Recovery After Introspection Error

If the introspection fails during instance creation, once you have gathered the required information and have a solution, delete the instance and then re-run the instance creation script with the fixed specification, model extension, or other environmental failure cause.

If the introspection fails while upgrading a running instance, then do the following:

Make the change to fix the introspection failure. Trigger an instance upgrade. If this results in successful introspection, the recovery process stops here.
If the instance upgrade in step 1 fails to trigger a fresh introspection, then do the following:
1. Rollback to the last good Helm release by first running the helm history -n project project-instance command to identify the version in the output that matches the running instance (that is, before the upgrade that led to introspection failure). The timestamp on each version helps you identify the version. Once you know the "good" version, rollback to that version by running: helm rollback -n project project-instance version. Monitor the pods in the instance to ensure only the Admin server and the appropriate number of Managed Server pods are running.
2. Upgrade the instance with the fixed specification.

Instance Deletion Errors with Timeout

You use the delete-instance.sh script to delete an instance that is no longer required. The script attempts to do this in a graceful manner and is configured to wait up to 10 minutes for any running pods to shut down. If the pods remain after this time, the script times out and exits with an error after showing the details of the leftover pods.

The leftover pods can be OSM pods (Admin Server, Managed Server) or the DBInstaller pod.

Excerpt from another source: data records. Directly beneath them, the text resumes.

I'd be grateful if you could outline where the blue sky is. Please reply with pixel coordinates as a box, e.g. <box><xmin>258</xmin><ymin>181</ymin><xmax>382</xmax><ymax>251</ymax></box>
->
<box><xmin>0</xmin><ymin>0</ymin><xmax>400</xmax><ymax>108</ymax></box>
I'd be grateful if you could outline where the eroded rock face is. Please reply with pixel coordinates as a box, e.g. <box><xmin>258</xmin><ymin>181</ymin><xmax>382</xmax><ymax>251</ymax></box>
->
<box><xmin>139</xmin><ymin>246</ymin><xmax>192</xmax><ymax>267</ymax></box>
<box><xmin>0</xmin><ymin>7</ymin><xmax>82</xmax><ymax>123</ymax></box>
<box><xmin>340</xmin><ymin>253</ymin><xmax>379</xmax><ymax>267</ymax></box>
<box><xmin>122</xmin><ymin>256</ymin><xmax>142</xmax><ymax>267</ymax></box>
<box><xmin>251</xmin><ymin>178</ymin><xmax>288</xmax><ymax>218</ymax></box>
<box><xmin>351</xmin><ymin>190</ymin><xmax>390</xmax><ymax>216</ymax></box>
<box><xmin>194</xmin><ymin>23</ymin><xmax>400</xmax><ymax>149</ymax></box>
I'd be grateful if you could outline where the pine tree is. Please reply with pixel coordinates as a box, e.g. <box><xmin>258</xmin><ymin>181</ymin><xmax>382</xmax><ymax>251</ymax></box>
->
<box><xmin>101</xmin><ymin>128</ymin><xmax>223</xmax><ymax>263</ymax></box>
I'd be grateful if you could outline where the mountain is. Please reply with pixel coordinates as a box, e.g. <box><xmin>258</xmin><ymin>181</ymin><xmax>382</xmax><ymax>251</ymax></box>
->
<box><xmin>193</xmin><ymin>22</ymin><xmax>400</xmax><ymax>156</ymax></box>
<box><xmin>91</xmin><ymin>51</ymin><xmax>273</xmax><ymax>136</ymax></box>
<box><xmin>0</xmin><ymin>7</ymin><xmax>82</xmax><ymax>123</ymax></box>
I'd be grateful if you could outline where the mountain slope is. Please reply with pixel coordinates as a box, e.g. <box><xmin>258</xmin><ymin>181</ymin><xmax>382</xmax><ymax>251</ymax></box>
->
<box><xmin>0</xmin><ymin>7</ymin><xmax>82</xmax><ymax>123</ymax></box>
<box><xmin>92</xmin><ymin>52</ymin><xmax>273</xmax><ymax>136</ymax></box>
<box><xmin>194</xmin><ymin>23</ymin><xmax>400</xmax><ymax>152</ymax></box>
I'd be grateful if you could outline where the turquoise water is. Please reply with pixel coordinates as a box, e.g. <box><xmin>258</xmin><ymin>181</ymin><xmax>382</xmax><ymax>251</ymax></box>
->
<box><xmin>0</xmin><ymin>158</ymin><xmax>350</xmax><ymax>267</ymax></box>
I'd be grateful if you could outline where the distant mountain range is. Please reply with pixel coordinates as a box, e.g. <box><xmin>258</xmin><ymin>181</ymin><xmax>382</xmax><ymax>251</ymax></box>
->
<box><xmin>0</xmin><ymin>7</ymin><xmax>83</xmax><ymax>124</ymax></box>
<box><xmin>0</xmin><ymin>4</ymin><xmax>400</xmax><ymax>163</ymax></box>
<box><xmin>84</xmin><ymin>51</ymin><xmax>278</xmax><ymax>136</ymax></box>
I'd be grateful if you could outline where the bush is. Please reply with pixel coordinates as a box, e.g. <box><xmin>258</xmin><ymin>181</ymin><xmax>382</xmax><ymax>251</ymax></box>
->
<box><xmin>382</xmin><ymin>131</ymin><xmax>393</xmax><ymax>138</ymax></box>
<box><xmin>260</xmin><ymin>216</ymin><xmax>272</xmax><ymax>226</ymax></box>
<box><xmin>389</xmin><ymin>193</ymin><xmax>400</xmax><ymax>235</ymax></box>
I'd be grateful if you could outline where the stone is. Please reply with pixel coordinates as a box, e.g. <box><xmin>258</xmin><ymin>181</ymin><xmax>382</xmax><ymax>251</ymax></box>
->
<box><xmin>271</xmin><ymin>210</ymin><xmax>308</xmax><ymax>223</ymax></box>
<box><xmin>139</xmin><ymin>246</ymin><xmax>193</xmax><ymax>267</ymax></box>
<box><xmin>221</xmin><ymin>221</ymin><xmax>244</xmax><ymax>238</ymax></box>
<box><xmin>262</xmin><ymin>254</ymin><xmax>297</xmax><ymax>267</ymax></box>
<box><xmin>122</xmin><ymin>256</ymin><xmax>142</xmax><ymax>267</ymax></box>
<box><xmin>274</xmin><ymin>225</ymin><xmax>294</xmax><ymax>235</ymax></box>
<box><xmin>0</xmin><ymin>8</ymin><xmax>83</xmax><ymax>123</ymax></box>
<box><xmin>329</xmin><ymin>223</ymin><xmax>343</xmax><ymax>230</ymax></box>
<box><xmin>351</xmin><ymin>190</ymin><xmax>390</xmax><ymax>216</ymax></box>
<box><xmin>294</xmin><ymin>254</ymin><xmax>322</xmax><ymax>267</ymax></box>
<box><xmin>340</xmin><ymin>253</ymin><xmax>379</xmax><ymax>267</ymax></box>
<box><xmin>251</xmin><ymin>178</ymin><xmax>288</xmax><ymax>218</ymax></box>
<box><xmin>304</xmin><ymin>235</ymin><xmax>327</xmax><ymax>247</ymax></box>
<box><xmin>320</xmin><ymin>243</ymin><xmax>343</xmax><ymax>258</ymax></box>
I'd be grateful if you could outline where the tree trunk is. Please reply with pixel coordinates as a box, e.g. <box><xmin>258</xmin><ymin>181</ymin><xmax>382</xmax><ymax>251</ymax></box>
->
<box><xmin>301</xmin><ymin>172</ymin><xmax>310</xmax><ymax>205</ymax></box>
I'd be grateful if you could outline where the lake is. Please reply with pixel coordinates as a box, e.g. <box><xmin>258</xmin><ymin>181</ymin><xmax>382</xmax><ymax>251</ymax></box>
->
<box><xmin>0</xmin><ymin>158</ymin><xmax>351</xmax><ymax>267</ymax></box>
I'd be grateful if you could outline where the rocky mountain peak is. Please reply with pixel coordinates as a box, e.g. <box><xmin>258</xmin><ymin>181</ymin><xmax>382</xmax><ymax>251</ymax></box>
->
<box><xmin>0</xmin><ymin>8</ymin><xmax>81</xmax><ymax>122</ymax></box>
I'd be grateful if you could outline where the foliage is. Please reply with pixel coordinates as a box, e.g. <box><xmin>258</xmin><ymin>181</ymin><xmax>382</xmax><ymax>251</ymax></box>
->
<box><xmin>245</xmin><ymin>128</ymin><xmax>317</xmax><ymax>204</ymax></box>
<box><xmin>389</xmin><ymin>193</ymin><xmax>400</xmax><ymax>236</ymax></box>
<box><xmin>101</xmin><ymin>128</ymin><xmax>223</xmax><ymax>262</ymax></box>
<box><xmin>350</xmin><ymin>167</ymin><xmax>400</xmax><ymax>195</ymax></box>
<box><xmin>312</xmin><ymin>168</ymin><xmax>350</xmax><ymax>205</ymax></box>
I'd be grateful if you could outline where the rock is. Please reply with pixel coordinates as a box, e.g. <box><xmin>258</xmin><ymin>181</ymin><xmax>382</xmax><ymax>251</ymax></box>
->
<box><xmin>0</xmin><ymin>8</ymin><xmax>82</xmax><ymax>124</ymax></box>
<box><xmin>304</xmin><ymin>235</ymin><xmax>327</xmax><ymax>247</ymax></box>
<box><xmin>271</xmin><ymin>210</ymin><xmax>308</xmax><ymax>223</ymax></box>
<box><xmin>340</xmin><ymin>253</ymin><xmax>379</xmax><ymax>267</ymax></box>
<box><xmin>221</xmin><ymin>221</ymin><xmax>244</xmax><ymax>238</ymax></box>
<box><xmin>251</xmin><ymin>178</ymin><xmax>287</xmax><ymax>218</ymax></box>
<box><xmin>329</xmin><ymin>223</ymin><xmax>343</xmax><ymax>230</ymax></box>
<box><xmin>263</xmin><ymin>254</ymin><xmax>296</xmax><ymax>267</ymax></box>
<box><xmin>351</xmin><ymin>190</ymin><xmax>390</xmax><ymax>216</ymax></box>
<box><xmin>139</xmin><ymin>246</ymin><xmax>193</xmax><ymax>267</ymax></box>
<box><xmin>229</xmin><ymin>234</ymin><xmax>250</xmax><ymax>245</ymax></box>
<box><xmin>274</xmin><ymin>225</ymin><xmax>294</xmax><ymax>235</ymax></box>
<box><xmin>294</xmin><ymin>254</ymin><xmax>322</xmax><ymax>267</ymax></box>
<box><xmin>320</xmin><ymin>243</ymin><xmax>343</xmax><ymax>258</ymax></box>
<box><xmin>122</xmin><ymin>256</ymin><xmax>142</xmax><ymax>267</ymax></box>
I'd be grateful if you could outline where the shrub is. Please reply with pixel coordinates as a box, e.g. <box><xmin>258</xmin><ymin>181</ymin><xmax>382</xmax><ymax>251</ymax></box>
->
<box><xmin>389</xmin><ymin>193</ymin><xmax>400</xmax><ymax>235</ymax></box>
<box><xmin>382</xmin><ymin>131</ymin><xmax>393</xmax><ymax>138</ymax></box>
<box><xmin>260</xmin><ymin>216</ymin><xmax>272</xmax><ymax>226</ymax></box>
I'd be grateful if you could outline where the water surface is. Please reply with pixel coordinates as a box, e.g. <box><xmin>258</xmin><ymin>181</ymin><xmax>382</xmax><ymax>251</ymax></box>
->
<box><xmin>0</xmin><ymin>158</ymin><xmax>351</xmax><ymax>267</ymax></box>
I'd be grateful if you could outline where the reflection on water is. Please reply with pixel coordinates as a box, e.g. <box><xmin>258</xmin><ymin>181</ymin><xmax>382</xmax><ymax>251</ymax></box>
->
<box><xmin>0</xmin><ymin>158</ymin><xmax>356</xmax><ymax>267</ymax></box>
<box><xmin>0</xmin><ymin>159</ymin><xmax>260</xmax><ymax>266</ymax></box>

For the leftover OSM pods, see the WKO logs to identify why cleanup has not run. Delete the pods manually if necessary, using the kubectl delete commands.

For the leftover DBInstaller pod, this happens only if install-osmdb.sh is interrupted or if it failed in its last run. This should have been identified and handled at that time itself. However, to complete the cleanup, run helm ls -n project to find the failed DBInstaller release, and then invoke helm uninstall -n project release. Monitor the pods in the project namespace until the DBInstaller pod disappears.

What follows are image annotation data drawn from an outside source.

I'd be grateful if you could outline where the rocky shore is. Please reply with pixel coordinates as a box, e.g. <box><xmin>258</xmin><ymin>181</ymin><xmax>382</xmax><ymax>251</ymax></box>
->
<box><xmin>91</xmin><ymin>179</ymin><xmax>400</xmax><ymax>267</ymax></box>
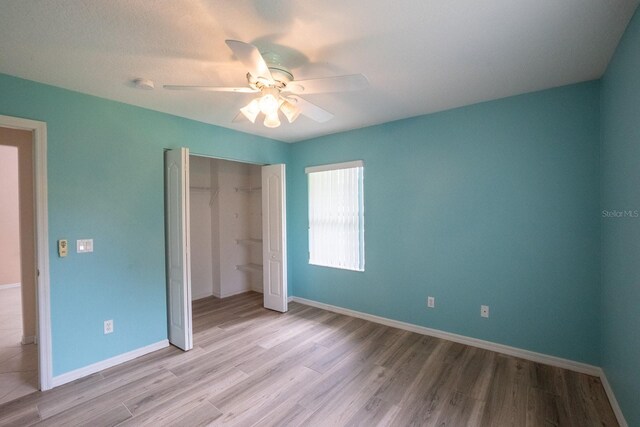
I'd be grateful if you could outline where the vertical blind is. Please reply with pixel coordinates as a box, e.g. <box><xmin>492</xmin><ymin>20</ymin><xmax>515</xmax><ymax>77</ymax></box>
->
<box><xmin>306</xmin><ymin>161</ymin><xmax>364</xmax><ymax>271</ymax></box>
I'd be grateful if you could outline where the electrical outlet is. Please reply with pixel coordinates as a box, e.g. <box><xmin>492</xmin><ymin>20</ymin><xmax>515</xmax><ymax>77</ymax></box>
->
<box><xmin>104</xmin><ymin>320</ymin><xmax>113</xmax><ymax>335</ymax></box>
<box><xmin>480</xmin><ymin>305</ymin><xmax>489</xmax><ymax>317</ymax></box>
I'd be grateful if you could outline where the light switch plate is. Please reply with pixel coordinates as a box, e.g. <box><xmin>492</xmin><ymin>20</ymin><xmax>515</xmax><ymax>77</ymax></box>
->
<box><xmin>76</xmin><ymin>239</ymin><xmax>93</xmax><ymax>254</ymax></box>
<box><xmin>58</xmin><ymin>239</ymin><xmax>69</xmax><ymax>258</ymax></box>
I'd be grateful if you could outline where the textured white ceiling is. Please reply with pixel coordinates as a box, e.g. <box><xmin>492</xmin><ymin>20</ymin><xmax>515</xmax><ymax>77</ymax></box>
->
<box><xmin>0</xmin><ymin>0</ymin><xmax>639</xmax><ymax>142</ymax></box>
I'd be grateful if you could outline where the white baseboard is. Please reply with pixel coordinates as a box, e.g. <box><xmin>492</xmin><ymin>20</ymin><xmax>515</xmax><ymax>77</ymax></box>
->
<box><xmin>51</xmin><ymin>340</ymin><xmax>169</xmax><ymax>387</ymax></box>
<box><xmin>292</xmin><ymin>296</ymin><xmax>602</xmax><ymax>377</ymax></box>
<box><xmin>21</xmin><ymin>335</ymin><xmax>36</xmax><ymax>345</ymax></box>
<box><xmin>599</xmin><ymin>369</ymin><xmax>629</xmax><ymax>427</ymax></box>
<box><xmin>219</xmin><ymin>288</ymin><xmax>252</xmax><ymax>298</ymax></box>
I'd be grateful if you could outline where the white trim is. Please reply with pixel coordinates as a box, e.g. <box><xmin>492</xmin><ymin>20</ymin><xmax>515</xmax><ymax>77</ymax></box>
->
<box><xmin>20</xmin><ymin>335</ymin><xmax>36</xmax><ymax>345</ymax></box>
<box><xmin>293</xmin><ymin>296</ymin><xmax>601</xmax><ymax>377</ymax></box>
<box><xmin>304</xmin><ymin>160</ymin><xmax>364</xmax><ymax>173</ymax></box>
<box><xmin>0</xmin><ymin>115</ymin><xmax>53</xmax><ymax>390</ymax></box>
<box><xmin>599</xmin><ymin>369</ymin><xmax>629</xmax><ymax>427</ymax></box>
<box><xmin>51</xmin><ymin>340</ymin><xmax>169</xmax><ymax>387</ymax></box>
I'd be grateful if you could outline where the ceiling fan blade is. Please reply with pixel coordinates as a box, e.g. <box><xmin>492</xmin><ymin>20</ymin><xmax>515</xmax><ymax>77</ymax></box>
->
<box><xmin>163</xmin><ymin>85</ymin><xmax>260</xmax><ymax>93</ymax></box>
<box><xmin>286</xmin><ymin>95</ymin><xmax>333</xmax><ymax>123</ymax></box>
<box><xmin>283</xmin><ymin>74</ymin><xmax>369</xmax><ymax>95</ymax></box>
<box><xmin>231</xmin><ymin>112</ymin><xmax>249</xmax><ymax>123</ymax></box>
<box><xmin>226</xmin><ymin>40</ymin><xmax>273</xmax><ymax>81</ymax></box>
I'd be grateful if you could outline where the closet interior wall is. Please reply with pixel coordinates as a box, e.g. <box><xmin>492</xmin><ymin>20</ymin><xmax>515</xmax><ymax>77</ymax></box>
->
<box><xmin>189</xmin><ymin>156</ymin><xmax>262</xmax><ymax>300</ymax></box>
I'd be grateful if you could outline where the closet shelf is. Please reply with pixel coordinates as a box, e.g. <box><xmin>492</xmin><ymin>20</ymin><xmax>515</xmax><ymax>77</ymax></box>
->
<box><xmin>236</xmin><ymin>239</ymin><xmax>262</xmax><ymax>245</ymax></box>
<box><xmin>236</xmin><ymin>187</ymin><xmax>262</xmax><ymax>193</ymax></box>
<box><xmin>236</xmin><ymin>263</ymin><xmax>262</xmax><ymax>273</ymax></box>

OSM Cloud Native Toolkit Instance Create and Update Scripts Timeout; Pods Show Readiness "0/1"

If your create-instance.sh or upgrade-instance.sh scripts timeout, and you see that the desired managed server pods are present, but one or more of them show "0/1" in the "READY" column, this could be because OSM hit a fatal problem while starting up. The following could be the causes for this issue:

A mismatch in the OSM schema found and the expected version: If this is the case, the OSM managed server log shows the following issue:

Error: The OSM application is not compatible with the schema code detected in the OSM database.
Expected version[7.4.0.0.68], found version[7.4.0.0.70]
This likely means that a recent installation or upgrade was not successful.
Please check your install/upgrade error log and take steps to ensure the schema is at the correct version.

To resolve this issue, check the container image used for the DB installer and the OSM domain instances. They should match.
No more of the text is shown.